@j0k's question is vital for the issue. It's fairly easy to achieve what you want if you'll always need the same permission. The solution gets a bit tricky if you want the permission to be dynamic.
In the former case you'll have to edit the Form class which is used by actions in backend (new and edit) for the table related to sgGuardUser. You'l have to edit the choice widget responsible for retrieving the list of users: (assuming that the relation column is user_id
and that you're using Doctrine):
$this->widgetSchema['user_id']->setOption('table_method' => 'retrieveForPermissionX');
Then in the sfGuardUserTable.class.php
you will have to add the function which will prepare the proper query:
public function retrieveForPermissionX()
{
return $this->createQuery('u')
->innerJoin('u.sfGuardUserPermission up')

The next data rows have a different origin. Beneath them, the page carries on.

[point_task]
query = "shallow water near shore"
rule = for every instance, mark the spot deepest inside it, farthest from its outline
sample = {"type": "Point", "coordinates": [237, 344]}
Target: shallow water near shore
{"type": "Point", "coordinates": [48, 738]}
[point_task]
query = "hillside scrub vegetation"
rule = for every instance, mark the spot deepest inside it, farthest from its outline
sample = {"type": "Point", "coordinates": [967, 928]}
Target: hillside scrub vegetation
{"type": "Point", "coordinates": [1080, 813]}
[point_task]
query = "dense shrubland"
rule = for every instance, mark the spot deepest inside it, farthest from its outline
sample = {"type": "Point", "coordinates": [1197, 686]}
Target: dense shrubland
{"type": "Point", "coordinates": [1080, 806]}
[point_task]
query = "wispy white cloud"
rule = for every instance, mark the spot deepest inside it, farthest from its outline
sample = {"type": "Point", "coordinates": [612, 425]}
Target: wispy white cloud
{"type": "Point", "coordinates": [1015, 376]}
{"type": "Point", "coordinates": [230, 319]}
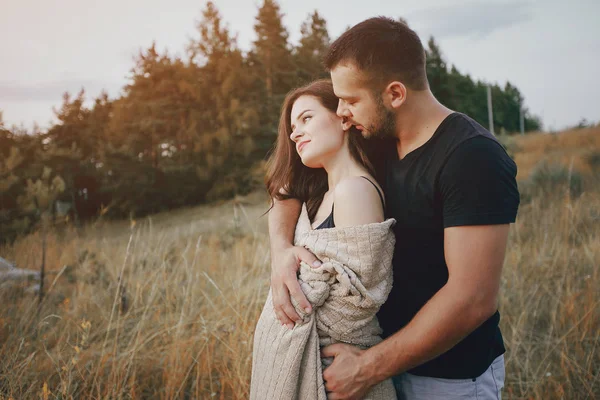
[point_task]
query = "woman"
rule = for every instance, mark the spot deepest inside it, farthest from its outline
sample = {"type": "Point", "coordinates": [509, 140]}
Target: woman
{"type": "Point", "coordinates": [342, 223]}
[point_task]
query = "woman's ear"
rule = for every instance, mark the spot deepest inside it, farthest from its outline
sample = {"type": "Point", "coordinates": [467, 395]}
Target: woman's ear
{"type": "Point", "coordinates": [395, 92]}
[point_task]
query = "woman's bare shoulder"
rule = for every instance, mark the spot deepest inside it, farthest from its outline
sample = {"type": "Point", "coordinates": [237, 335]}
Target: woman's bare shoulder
{"type": "Point", "coordinates": [356, 203]}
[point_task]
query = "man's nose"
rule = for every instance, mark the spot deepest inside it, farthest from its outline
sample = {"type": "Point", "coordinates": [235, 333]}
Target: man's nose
{"type": "Point", "coordinates": [342, 110]}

->innerJoin('u.Permissions p')
->where('p.name = "PermissionX"')
->orderBy('u.first_name ASC');
}
As I said it gets more tricky if you need to use different permissions. The basics is the same - you have to select proper users for the widget inside the form, but you'll have to somehow tell the form which permission to use.
I think you would have to override the auto-generated new and edit actions. Pass the needed permission as a paramater in URL (or use specific URL for given permissions you need) and inside the action pass the permissions as an option to your Form:
$this->form = new UserInfoForm(null, array('permissions' => $permissions));
Then you can use this information to invoke proper table method on the choice widget (or generate a query object - alternatively to the table method you can also pass a query object which will be used to retrieve the objects for the widget).